The article portrayed the negativity of the TBI by contrasting it with a prior positive life. Though the choice of words in the print media did not contain the derogative words that dehumanise the disabled, the new genre of reporting pointed to the burden associated with the disability (Robbins, Monahan &Silver 2003).
The depictions of the words have adverse effects on the self-image of the person with the disability and hence hinder the disabled from positively reconstructing their identity (O’Brien 2009). The perception the public acquires from the portrayal is that the disabled are the distinct group from the rest of the non-disable society.
An example of portrayal of the disabled as in need of pity is an article carried in Irish Times. The article was about Natasha who had an attack that left her life permanently changed.
The articles used emotive language to describe the life of Natasha. For example, “It’s her body but Natasha is not there”. The phrase depicts the hollowness in the new life.
According to Ellis (2009), there is a common stereotype of omission in the portrayal of the disabled persons. The media displays the people with disabilities as incapacitated; hence, they cannot actively participate in community life.
Bullock and Williams (2001) noted that media rarely show the disabled people as productive community members. Ellis (2009) argued that the depiction breeds the perception the people with disabilities should be segregated from the social activities and the popular culture.

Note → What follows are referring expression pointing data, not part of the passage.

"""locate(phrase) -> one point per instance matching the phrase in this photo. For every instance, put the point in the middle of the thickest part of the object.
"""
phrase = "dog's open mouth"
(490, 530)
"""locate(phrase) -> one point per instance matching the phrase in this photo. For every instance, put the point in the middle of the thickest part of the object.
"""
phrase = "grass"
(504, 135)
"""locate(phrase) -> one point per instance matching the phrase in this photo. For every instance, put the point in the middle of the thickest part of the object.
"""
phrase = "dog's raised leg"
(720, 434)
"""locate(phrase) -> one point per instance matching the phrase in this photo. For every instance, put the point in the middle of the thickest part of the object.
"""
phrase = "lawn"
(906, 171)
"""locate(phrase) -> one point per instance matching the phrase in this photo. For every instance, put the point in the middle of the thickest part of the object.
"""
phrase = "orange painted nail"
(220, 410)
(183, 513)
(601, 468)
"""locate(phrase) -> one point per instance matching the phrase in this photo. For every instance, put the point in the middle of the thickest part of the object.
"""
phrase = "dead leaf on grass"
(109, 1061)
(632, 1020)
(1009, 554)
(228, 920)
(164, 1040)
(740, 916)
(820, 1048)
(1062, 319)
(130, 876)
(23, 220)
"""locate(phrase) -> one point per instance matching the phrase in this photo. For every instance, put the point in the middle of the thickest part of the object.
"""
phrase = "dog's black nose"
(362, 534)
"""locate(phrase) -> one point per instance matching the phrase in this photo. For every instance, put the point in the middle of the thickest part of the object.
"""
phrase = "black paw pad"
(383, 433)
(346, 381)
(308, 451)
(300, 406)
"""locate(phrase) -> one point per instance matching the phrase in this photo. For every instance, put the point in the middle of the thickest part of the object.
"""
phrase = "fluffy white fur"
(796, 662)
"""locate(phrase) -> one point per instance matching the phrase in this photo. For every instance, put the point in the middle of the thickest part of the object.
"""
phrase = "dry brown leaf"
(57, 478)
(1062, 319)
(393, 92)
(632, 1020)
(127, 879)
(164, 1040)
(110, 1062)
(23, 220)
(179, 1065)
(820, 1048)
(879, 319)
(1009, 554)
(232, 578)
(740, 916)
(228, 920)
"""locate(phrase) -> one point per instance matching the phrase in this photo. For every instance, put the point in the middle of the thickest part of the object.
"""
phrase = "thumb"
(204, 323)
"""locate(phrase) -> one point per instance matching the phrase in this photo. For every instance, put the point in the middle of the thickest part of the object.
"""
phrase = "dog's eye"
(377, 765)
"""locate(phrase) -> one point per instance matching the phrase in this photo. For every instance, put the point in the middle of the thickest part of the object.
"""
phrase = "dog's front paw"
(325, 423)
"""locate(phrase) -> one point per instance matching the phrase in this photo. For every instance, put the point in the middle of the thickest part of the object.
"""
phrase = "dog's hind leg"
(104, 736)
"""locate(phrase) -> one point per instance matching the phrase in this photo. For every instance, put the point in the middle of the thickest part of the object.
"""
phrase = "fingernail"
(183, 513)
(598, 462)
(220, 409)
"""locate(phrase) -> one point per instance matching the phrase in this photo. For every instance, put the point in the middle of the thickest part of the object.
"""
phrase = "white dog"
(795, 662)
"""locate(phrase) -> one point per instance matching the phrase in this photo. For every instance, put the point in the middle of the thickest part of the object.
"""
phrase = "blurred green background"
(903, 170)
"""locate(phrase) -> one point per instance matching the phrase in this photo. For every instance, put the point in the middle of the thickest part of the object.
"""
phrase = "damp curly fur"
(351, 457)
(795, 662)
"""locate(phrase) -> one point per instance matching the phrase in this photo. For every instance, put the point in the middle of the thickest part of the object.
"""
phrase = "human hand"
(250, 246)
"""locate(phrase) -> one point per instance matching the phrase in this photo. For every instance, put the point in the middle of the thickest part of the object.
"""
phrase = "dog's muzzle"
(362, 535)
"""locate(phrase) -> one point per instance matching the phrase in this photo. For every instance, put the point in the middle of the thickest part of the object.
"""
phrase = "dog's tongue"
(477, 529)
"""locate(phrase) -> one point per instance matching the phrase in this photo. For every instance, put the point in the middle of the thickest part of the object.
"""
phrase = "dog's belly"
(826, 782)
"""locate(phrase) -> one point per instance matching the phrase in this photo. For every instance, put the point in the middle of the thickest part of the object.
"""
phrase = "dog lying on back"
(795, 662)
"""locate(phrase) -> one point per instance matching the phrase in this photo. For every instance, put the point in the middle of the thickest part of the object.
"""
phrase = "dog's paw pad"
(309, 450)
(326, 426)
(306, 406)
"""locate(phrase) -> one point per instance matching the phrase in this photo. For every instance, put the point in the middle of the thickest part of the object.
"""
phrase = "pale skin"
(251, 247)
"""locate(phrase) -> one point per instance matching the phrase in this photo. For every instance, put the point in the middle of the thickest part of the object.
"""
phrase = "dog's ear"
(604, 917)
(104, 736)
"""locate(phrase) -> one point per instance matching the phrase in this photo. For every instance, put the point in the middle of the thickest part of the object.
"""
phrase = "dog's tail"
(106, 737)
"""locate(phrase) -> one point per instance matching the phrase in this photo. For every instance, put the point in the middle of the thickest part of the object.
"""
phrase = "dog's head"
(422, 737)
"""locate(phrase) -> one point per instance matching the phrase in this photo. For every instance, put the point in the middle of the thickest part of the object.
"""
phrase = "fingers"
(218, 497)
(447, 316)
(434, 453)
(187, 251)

According to Bullock and Williams (2001) the public decode the meanings in the print media based on the social experience and prior knowledge. Media portrays the disabled by priming and framing in order to advance their agenda.
According to Devereux (2003), the different forms of media portray the disabled in a manner that legitimises the perception of the non-disabled society and hence create social boundaries.
The negative perception and attitudes towards people with disabilities around the world have persisted. Ellis (2009) noted that the media plays a significant role in influencing the perceptions.
However, there is also evidence that the legislations and campaigns by advocates for disabled people have led to the improvement of the attitudes in Ireland and other parts of the world. The negative portrayal of the media pushes the disabled people to the periphery of the society.
In an endeavour to promote positive perception and attitudes, there have been trainings to support positive and responsible reporting (Haney & Rabin 2004). The responsible reporting campaigns have resulted to changes in the media depiction of the people with disabilities in Irish newspapers.
Share and Corcoran (2010) noted that the stereotyped distortions that were prevalent in the Irish media have significantly reduced.
There have been concerted efforts to reintegrate the people with disabilities into the social systems. As a result, Irish print media has been increasingly featuring many articles that portray the people with disabilities as normal or ordinary. In such situation, the impairments are not considered as limiting (Duffy 2011).
However, Seiff (2003) argued that the normality aspect could act as a basis for the negating need for social change.
According to Wilton & Schuer (2006), the perception of the disabled as normal implies that there is no need for policies to enhance a disable free society. The common aspect experienced is the normalisation that emphasise on the positive rather the negatives effects of disability.